A matrix is a rectangular array of numbers, but its real meaning is as a transformation: a rule that takes vectors and stretches, rotates, shears, or projects them. Multiplying a vector by a matrix moves it to a new place, and multiplying two matrices composes their transformations into one. This single idea — that a grid of numbers encodes a geometric operation — is what makes linear algebra the backbone of computer graphics, machine learning, physics, engineering, economics, and statistics. This calculator works with the two sizes you meet most often, 2×2 and 3×3, and computes the quantities that describe what a matrix does. The determinant tells you how much the transformation scales areas or volumes, and whether it flips orientation; a determinant of zero means the matrix squashes space into a lower dimension and cannot be undone. The trace, the sum of the diagonal, and the rank, the number of independent directions the matrix actually uses, round out the picture, and the inverse — when it exists — is the transformation that exactly reverses A.

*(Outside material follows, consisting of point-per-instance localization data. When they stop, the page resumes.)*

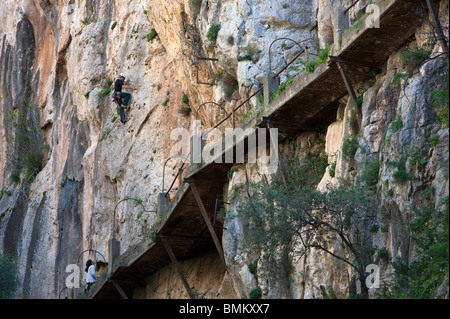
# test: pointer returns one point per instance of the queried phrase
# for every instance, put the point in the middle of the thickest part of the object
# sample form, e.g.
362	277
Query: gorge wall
55	62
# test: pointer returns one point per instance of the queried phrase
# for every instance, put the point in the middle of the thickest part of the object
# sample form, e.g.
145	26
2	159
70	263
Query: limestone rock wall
62	52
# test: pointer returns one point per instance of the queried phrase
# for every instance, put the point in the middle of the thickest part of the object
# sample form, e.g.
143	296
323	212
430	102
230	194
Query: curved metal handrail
164	171
78	260
279	39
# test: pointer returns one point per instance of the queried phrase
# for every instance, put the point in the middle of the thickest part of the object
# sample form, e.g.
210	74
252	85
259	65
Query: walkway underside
182	226
312	100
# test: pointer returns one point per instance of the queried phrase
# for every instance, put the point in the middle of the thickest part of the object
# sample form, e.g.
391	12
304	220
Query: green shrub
401	175
26	139
374	228
151	35
282	216
397	124
349	148
383	254
185	99
251	53
332	170
185	110
369	173
212	33
421	277
440	99
8	277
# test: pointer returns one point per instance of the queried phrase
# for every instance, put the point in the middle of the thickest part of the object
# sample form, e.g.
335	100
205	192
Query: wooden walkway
310	101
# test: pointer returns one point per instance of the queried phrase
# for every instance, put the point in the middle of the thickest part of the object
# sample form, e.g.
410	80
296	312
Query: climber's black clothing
118	85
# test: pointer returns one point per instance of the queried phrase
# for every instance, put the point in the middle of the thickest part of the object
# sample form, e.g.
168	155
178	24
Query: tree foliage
287	220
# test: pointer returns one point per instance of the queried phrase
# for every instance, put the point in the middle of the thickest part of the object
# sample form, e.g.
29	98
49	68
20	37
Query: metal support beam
273	141
205	217
177	265
345	77
119	289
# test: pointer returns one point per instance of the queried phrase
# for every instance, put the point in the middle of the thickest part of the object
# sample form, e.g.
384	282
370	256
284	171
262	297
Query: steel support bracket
176	264
206	219
345	77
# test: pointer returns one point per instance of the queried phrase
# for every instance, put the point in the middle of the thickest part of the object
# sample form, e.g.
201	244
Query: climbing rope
125	174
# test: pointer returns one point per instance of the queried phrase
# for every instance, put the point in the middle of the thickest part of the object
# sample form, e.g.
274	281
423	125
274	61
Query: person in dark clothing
124	97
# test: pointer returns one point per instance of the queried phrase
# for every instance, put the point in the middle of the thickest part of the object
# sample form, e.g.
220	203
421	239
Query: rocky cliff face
59	55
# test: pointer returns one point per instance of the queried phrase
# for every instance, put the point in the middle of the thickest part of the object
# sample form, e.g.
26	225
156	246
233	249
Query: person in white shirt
91	277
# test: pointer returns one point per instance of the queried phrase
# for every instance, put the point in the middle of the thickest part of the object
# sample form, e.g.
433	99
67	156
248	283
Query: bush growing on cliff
25	138
440	99
422	277
286	221
8	277
212	33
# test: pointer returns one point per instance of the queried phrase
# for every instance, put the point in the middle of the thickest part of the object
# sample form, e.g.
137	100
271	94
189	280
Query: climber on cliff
91	277
122	98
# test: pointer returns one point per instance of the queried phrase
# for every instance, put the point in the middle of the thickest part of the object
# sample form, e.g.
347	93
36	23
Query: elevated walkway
311	100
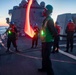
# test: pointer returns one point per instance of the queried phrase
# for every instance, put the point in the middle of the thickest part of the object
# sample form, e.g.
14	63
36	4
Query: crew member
70	29
47	36
35	37
56	38
12	36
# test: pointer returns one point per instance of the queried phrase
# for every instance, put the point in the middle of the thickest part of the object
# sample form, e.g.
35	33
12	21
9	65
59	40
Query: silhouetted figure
12	36
70	29
35	37
47	33
56	38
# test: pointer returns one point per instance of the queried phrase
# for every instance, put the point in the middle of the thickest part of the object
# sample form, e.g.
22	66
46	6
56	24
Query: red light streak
28	29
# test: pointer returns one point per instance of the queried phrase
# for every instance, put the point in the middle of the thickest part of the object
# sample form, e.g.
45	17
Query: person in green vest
48	31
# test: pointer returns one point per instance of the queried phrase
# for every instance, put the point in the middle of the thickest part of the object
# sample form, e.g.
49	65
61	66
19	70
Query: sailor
70	29
56	38
35	37
47	36
12	36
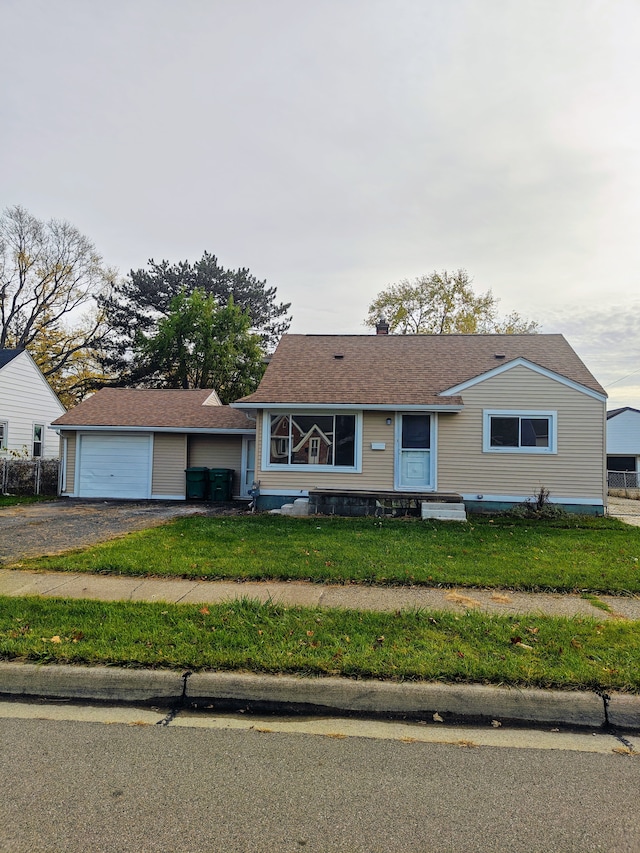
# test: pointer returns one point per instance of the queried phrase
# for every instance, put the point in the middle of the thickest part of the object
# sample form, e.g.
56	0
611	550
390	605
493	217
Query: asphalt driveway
50	527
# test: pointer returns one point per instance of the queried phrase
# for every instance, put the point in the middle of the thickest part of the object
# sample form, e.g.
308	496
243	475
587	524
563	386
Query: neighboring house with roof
623	448
28	405
490	419
137	443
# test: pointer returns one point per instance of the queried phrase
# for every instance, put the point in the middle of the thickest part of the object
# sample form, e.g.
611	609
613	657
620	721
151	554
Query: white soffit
522	362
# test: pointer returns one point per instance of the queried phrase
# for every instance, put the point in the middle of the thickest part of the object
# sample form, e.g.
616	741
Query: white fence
29	476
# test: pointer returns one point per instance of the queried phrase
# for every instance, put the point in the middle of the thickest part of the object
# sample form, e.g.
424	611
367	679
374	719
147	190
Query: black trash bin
197	483
220	481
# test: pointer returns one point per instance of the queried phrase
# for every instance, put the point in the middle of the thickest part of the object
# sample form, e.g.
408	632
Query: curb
321	696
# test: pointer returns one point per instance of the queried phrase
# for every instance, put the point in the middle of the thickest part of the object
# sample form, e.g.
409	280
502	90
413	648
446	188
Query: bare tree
443	304
50	277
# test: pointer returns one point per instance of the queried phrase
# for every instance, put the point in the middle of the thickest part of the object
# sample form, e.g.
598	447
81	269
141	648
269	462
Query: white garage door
114	466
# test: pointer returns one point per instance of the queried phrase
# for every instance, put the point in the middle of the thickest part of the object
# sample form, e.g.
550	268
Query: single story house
354	421
28	406
137	443
623	448
487	419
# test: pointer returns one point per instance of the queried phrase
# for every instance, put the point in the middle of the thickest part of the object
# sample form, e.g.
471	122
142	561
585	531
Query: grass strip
575	554
15	500
249	636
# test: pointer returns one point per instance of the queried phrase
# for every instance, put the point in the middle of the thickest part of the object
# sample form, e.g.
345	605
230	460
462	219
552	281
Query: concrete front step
443	511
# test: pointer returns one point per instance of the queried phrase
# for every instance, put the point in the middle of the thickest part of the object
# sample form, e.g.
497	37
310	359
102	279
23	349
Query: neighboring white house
27	408
623	447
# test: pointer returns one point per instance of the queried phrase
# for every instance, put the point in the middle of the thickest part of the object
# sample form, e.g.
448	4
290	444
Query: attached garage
114	465
136	443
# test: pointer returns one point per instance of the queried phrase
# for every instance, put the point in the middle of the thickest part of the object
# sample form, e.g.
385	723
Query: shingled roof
155	408
401	370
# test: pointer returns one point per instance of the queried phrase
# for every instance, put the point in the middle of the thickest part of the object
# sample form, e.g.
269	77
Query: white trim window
517	431
319	441
38	439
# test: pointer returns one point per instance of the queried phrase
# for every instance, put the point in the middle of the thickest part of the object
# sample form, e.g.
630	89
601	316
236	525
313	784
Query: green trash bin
197	483
220	482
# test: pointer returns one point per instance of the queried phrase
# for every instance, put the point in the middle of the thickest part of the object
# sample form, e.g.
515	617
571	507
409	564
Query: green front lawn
576	553
525	651
13	500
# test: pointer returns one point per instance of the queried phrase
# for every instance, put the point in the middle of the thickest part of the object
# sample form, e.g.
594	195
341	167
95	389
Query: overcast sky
334	147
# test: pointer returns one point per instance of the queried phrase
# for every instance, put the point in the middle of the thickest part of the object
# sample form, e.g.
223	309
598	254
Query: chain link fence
29	476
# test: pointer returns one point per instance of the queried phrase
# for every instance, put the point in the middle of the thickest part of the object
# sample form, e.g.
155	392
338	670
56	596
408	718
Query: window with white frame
38	438
513	431
303	439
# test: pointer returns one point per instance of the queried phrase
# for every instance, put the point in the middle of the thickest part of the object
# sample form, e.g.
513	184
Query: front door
414	461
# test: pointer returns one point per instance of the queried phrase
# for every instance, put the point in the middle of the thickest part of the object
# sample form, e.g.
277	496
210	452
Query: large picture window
322	440
519	432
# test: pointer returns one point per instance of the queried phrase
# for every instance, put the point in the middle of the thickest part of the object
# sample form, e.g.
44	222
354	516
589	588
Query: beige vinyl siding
70	472
169	463
576	470
218	451
377	465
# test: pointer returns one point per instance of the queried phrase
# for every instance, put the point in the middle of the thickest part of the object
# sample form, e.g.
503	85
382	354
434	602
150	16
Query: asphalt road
77	786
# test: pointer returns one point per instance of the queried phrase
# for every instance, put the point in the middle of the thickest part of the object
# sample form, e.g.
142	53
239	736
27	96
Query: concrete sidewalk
423	701
351	596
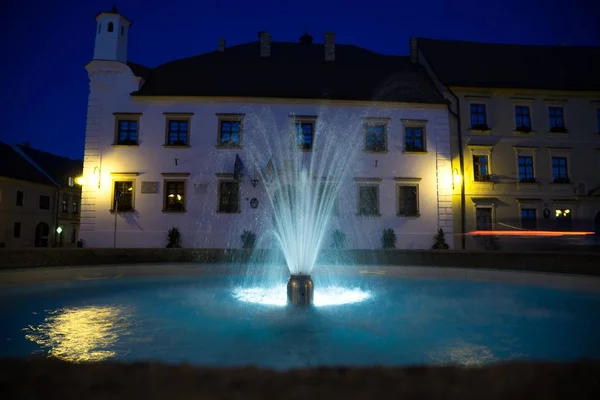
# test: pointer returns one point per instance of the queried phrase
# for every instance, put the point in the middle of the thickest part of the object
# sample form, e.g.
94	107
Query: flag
238	168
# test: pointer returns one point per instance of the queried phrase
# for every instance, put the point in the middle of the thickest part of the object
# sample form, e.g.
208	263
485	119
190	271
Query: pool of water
388	321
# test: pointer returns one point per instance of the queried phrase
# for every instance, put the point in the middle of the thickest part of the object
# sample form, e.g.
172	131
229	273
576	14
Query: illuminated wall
264	123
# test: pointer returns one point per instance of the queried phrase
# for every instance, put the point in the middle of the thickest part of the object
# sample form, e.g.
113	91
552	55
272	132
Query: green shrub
174	238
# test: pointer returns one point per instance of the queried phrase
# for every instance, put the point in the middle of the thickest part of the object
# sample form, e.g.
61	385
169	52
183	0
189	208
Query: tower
112	31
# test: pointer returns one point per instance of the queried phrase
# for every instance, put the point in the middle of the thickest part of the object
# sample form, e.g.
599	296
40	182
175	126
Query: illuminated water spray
303	188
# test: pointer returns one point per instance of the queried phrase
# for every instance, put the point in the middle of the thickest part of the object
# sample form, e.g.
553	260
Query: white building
168	137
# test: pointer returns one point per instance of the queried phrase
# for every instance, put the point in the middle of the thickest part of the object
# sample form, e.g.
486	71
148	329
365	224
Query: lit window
304	134
529	218
483	216
230	134
123	196
523	118
408	200
17	230
368	200
175	196
19	198
44	202
481	168
559	170
564	220
414	139
177	134
375	138
127	132
526	169
229	197
478	117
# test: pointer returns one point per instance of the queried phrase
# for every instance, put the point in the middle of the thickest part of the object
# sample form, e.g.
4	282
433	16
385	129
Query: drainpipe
461	158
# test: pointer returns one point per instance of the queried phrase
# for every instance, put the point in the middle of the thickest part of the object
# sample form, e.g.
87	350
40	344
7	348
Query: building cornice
520	92
277	101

The most revealing numbers a matrix carries are its eigenvalues. An eigenvalue is a special scaling factor: a direction the matrix merely stretches without rotating, and the eigenvalue is how much it stretches by along that direction. Eigenvalues explain the long-term behaviour of dynamic systems, the natural frequencies at which a structure vibrates, the principal axes of a dataset in statistics, and the stability of everything from ecosystems to control systems. The page Rank, PageRank, that once organised the web is an eigenvalue computation; so is the way a recommendation engine finds hidden structure in your preferences. This calculator finds the eigenvalues exactly where it can — solving the characteristic quadratic for a 2×2 matrix and the characteristic cubic for a 3×3 — and reports complex eigenvalues honestly when a transformation includes a rotation, since a pure rotation has no real direction it leaves fixed. Everything is computed in your browser with a small, deterministic engine; nothing is uploaded.

Where Matrices Show Up

Matrices are everywhere once you start looking. Every rotation, scaling and translation in a video game or 3D model is a matrix multiplication, applied millions of times a second by the graphics hardware. Solving a system of linear equations — balancing a chemical reaction, fitting a line to data, distributing current through a circuit — is matrix algebra, and the inverse this calculator computes is precisely the tool that solves such systems. In machine learning, the weights of a neural network are matrices, and training is a long sequence of matrix operations; in statistics, the covariance matrix and its eigenvalues drive principal component analysis, the standard technique for finding the most important patterns in high-dimensional data. Even Google's original search ranking, Markov chains modelling weather or web traffic, and the quantum states of physics are all expressed as matrices and their eigenvalues. Whether you are studying linear algebra, checking homework, or just want to see the determinant, inverse and eigenvalues of a matrix at a glance, this calculator gives you the full picture instantly and privately.